In addition to the people hoping to become local authority tenants, 6,260 tenants are seeking transfers, almost a third of whom have been on the transfer list for more than 10 years.

While these might be seen as the lucky ones, given that they are in council housing, many live in unsustainable situations. A quarter of those seeking transfers live in overcrowded conditions. Many, having started with a one-bedroom council flat, now have children.

Ministerial direction

Others need to move out of flats that cannot be adapted for their needs, such as a requirement for wheelchair access. There are also older people seeking transfers who want to move to smaller housing. The availability of transfers, has all but dried up, however, with the growing number of people trying to get into the system and the direction from Minister for the Environment Alan Kelly for 50 per cent of social housing to be allocated to homeless people.

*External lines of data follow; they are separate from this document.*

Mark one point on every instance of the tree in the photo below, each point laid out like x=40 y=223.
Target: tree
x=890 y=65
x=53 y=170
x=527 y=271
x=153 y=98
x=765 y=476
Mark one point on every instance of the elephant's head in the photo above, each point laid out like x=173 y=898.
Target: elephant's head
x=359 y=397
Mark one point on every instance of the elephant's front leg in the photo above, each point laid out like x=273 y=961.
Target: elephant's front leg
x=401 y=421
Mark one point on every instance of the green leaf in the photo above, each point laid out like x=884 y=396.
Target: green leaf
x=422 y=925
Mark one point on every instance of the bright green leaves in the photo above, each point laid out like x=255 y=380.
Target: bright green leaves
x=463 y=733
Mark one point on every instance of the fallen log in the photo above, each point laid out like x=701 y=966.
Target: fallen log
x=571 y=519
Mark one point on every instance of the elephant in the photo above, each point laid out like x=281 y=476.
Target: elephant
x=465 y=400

National housing policies have conspired against council housing becoming available to new tenants; children have succession rights on the death of a tenant; tenants of council houses, though not flats, have for decades had the right to buy their properties; and, for several years, almost no new council housing has been built.

As a result, few council properties become available to rent. The council housed 960 applicants last year, almost half of whom had been waiting more than five years for a house or flat.

Doubling the existing stock of houses and flats to accommodate all those assessed as having a housing need is clearly an insurmountable task given the council’s resources. The solution has to rest with the private sector, which most on the housing list are desperately trying to leave.